Understanding access levels in policy summaries - Amazon Identity and Access Management
Amazon access level summaryAmazon access levels
Services or capabilities described in Amazon Web Services documentation might vary by Region. To see the differences applicable to the China Regions, see Getting Started with Amazon Web Services in China (PDF).

Understanding access levels in policy summaries

Amazon access level summary

Policy summaries include an access level summary that describes the action permissions defined for each service that is mentioned in the policy. To learn about policy summaries, see Understanding permissions granted by a policy. Access level summaries indicate whether the actions in each access level (List, Read, Tagging, Write, and Permissions management) have Full or Limited permissions defined in the policy. To view the access level classification that is assigned to each action in a service, see Actions, Resources, and Condition Keys for Amazon Services.

The following example describes the access provided by a policy for the given services. For examples of full JSON policy documents and their related summaries, see Examples of policy summaries.

Service Access level This policy provides the following
IAM Full access Access to all actions within the IAM service.
CloudWatch Full: List Access to all CloudWatch actions in the List access level, but no access to actions with the Read, Write, or Permissions management access level classification.
Data Pipeline Limited: List, Read Access to at least one but not all Amazon Data Pipeline actions in the List and Read access level, but not the Write or Permissions management actions.
EC2 Full: List, Read Limited: Write Access to all Amazon EC2 List and Read actions and access to at least one but not all Amazon EC2 Write actions, but no access to actions with the Permissions management access level classification.
S3 Limited: Read, Write, Permissions management Access to at least one but not all Amazon S3 Read, Write and Permissions management actions.
CodeDeploy (empty) Unknown access, because IAM does not recognize this service.
API Gateway None No access is defined in the policy.
CodeBuild a white exclamation point on an organe triangle background No actions are defined. No access because no actions are defined for the service. To learn how to understand and troubleshoot this issue, see My policy does not grant the expected permissions.

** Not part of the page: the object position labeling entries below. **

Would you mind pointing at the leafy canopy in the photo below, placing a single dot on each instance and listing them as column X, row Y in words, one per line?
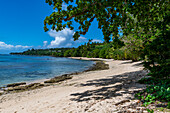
column 110, row 15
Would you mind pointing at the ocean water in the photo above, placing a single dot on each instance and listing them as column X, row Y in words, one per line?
column 17, row 68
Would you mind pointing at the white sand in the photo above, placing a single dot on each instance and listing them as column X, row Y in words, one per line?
column 94, row 91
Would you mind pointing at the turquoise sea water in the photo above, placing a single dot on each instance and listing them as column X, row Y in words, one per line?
column 17, row 68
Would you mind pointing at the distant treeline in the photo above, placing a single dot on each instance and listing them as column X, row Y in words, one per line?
column 91, row 50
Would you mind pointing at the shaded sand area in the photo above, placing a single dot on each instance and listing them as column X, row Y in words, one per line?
column 103, row 91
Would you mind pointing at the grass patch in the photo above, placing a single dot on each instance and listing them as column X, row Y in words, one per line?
column 157, row 90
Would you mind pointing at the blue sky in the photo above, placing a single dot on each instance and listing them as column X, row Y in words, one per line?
column 21, row 27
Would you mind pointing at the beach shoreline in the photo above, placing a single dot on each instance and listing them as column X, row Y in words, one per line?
column 93, row 91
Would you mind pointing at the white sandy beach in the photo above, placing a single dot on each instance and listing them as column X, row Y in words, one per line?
column 104, row 91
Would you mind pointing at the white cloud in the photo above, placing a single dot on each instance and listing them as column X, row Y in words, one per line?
column 45, row 43
column 4, row 46
column 64, row 38
column 7, row 48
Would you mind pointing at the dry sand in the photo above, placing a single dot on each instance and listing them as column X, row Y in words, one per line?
column 104, row 91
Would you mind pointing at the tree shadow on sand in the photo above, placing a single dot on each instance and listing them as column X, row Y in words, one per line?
column 110, row 87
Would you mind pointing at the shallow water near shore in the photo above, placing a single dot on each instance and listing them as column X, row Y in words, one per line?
column 17, row 68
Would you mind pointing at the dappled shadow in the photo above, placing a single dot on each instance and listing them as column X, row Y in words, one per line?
column 112, row 86
column 138, row 64
column 127, row 62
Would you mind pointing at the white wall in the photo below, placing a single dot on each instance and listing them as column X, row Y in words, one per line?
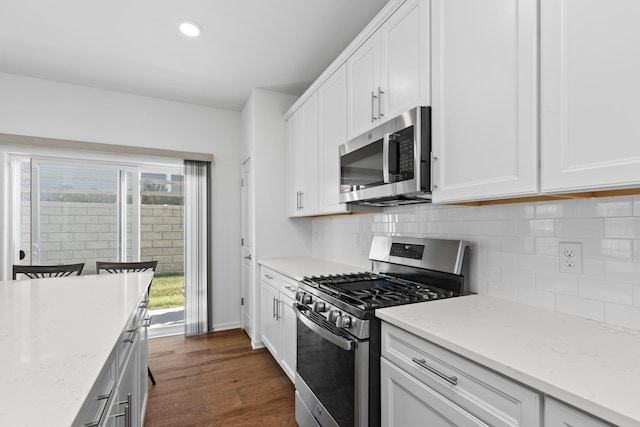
column 49, row 109
column 515, row 253
column 274, row 235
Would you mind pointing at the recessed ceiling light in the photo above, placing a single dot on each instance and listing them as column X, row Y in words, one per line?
column 190, row 28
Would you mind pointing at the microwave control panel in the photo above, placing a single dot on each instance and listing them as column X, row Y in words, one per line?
column 401, row 147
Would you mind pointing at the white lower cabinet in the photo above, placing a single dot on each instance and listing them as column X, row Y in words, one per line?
column 119, row 395
column 421, row 382
column 279, row 319
column 557, row 414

As previously mentioned, Full access indicates that the policy provides access to all the actions within the service. Policies that provide access to some but not all actions within a service are further grouped according to the access level classification. This is indicated by one of the following access-level groupings:

  • Full: The policy provides access to all actions within the specified access level classification.

  • Limited: The policy provides access to one or more but not all actions within the specified access level classification.

  • None: The policy provides no access.

  • (empty): IAM does not recognize this service. If the service name includes a typo, then the policy provides no access to the service. If the service name is correct, then the service might not support policy summaries or might be in preview. In this case, the policy might provide access, but that access cannot be shown in the policy summary. To request policy summary support for a generally available (GA) service, see Service does not support IAM policy summaries.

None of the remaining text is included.